Multiple kinase arrest points in the G1 phase of nontransformed mammalian cells are absent in transformed cells

We have shown that nontransformed mammalian cells arrest early in the G1 phase of the cell cycle when treated with exceedingly low concentrations of the nonspecific kinase inhibitor staurosporine, whereas transformed cells continue to progress through the cell cycle.
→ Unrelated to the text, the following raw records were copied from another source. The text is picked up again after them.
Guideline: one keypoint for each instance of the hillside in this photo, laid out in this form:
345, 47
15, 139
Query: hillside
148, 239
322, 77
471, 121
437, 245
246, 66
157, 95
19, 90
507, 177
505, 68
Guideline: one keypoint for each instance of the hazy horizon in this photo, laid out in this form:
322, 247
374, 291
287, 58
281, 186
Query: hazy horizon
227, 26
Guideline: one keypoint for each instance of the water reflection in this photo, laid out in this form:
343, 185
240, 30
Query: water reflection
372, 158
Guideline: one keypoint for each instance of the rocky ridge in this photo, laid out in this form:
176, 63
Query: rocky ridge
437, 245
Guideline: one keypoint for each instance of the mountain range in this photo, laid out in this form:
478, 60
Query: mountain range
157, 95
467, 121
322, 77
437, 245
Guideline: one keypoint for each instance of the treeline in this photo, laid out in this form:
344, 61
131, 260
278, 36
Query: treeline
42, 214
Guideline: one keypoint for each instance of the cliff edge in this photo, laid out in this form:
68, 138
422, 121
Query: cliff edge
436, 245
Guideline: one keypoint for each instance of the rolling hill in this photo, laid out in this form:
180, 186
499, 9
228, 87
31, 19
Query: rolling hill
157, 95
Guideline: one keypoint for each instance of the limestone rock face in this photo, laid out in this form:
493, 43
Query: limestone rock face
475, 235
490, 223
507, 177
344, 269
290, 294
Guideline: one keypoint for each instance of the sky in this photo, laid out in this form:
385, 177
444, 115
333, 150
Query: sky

We have now treated normal or transformed human skin fibroblasts with four other kinase inhibitors. Three of these inhibitors are highly specific: KT5720 inhibits cAMP-dependent protein kinase, KT5823 inhibits cGMP-dependent protein kinase, and KT5926 inhibits myosin light-chain kinase. The fourth inhibitor K252b has a moderate specificity for protein kinase C but also inhibits the three kinases just mentioned. We have found that these inhibitors reversibly arrest normal human skin fibroblasts at different times in the G1 phase but do not affect the cell cycle progression of transformed cells. The times of arrest within the G1 phase can be divided into two categories. Two of the inhibitors, KT5926 and K252b, act at an early time that is approximately 4 h after the transition from G0 to G1. The cAMP- and cGMP-dependent protein kinase inhibitors KT5720 and KT5823 arrest cells at a later time that is approximately 6 h after the G0/G1 boundary. These data indicate that there are multiple kinase-mediated phosphorylations of different substrates that are essential for the progression of normal cells, but not transformed cells, through the G1 phase. These inhibitors provide us with a set of biochemical probes that should be invaluable in the study of the function of kinases during G1 phase progression of normal cells.